By Michael Boyink / email@example.com
We had reservations.
Because it was winter and it was Florida. And we wanted adjacent sites for an extended stay with friends.
We arrived first. I wanted to check out the campsite before backing the RV in.
I wanted to check out the neighbors.
Colored hair and odd clothes. A tent with TV and VCR. A desk with computer and printer. A piled-up picnic table. An overflowing trash can.
This wasn’t camping. This was living.
I had reservations.
But it was winter. And it was Florida.
I backed the RV in.
One of them watched closely. “Nice job,” he called out.
I thanked him. And wondered if it would be money or food he’d ask for next.
Our friends rolled in and set up. I was glad their tall converted bus blocked our view of the tenters.

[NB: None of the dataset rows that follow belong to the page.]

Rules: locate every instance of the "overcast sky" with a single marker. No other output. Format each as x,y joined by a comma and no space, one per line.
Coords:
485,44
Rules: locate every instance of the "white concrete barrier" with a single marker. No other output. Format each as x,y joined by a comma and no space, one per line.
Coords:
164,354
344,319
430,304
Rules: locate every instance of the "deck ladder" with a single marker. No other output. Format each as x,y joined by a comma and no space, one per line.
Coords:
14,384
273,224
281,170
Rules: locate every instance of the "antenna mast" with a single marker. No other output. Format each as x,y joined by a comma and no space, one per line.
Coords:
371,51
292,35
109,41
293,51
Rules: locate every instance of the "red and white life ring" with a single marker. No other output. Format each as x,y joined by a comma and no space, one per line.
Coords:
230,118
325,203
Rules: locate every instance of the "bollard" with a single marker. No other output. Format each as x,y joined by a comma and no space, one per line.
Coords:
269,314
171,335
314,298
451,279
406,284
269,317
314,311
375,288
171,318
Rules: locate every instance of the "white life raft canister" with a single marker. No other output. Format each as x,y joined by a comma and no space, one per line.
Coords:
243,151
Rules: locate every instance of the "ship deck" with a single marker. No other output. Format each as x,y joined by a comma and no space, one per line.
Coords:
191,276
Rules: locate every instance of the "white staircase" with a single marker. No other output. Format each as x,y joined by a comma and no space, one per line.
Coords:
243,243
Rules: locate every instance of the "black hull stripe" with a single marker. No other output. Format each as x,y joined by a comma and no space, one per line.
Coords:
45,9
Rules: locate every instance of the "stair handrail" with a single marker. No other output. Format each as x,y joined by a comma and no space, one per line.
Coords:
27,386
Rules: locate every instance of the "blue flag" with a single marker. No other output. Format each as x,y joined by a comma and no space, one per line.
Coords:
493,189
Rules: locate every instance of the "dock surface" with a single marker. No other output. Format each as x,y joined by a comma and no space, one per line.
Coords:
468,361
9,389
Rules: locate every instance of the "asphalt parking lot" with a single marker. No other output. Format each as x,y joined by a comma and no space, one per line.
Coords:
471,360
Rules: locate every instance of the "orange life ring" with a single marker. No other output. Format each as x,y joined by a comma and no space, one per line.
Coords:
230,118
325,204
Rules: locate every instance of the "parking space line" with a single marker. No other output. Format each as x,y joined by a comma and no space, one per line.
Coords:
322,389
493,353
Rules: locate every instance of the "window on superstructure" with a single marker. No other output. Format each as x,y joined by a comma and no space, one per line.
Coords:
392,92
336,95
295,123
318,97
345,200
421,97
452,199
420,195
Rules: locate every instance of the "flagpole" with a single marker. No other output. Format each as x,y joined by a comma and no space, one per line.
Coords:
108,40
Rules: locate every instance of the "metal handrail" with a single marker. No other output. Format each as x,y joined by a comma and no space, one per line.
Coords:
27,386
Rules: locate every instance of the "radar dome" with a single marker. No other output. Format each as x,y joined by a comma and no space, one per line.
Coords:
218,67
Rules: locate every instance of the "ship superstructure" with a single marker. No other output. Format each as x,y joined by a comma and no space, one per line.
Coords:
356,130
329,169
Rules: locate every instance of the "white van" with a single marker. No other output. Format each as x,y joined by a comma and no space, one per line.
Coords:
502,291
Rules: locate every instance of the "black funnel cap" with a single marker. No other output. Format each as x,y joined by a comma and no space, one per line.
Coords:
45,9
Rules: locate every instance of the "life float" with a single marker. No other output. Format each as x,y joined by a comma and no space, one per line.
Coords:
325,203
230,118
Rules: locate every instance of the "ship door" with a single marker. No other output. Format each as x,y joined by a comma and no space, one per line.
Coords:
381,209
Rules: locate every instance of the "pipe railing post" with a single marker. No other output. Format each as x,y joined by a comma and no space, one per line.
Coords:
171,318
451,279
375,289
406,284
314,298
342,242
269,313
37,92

We went over to visit. From inside the bus, I looked down – both literally and figuratively – on the people next door. How much of our gear could I safely leave outside?
“Want some tea?”
Angie wasn’t asking us. She had her bus window propped open and was talking to them.
I saw risk.
Angie saw a ministry opportunity.
They accepted. Tea became dinner. Dinner became a campfire. A campfire became a raw conversation about faith and God.
Before we knew it, two conservative, Christian families were friends with a homosexual male couple, a blue-haired American Indian woman, and an out-of-work actor from LA in the middle of a road trip to “find himself.”
The actor soon started asking odd, personal questions. After we answered he’d disappear back into his tent.
And I’d google “identity theft.”
Then a small, padlocked wooden treasure box appeared on our picnic table. It had a leather pouch with a paper clue and key attached.
We gathered around it – four skeptical adults and six excited kids.
Unlocking the box, we found compasses inside. We decoded the clue, got our bearings and started walking.
We ended up in the park laundromat. We found another clue hidden there, coiled inside a corked glass bottle.
That clue led us to another in the park amphitheater. From there to the senior center. Then the horseshoe pits, the dog park, the archery range, and finally the volleyball court.
The final clue also had a leather map and key. It led us to a marked path in the woods and an “X” of branches laying on the ground.
The kids dug barehanded. They unearthed and unlocked a pirate captain’s treasure box.
All those odd questions finally made sense. Small boxes disguised as ancient books held knitting needles and yarn. Or a journal and art supplies. Or a $50 gift card. Each gift was tailored to that person’s interests.
Yes, there was also a generous gift for me in that buried chest.
But pirate booty wasn’t my treasure that day.
My treasure was what I learned those weeks. About being too judgmental. Too selfish. Too safe.
About what the command to love your neighbor looks like.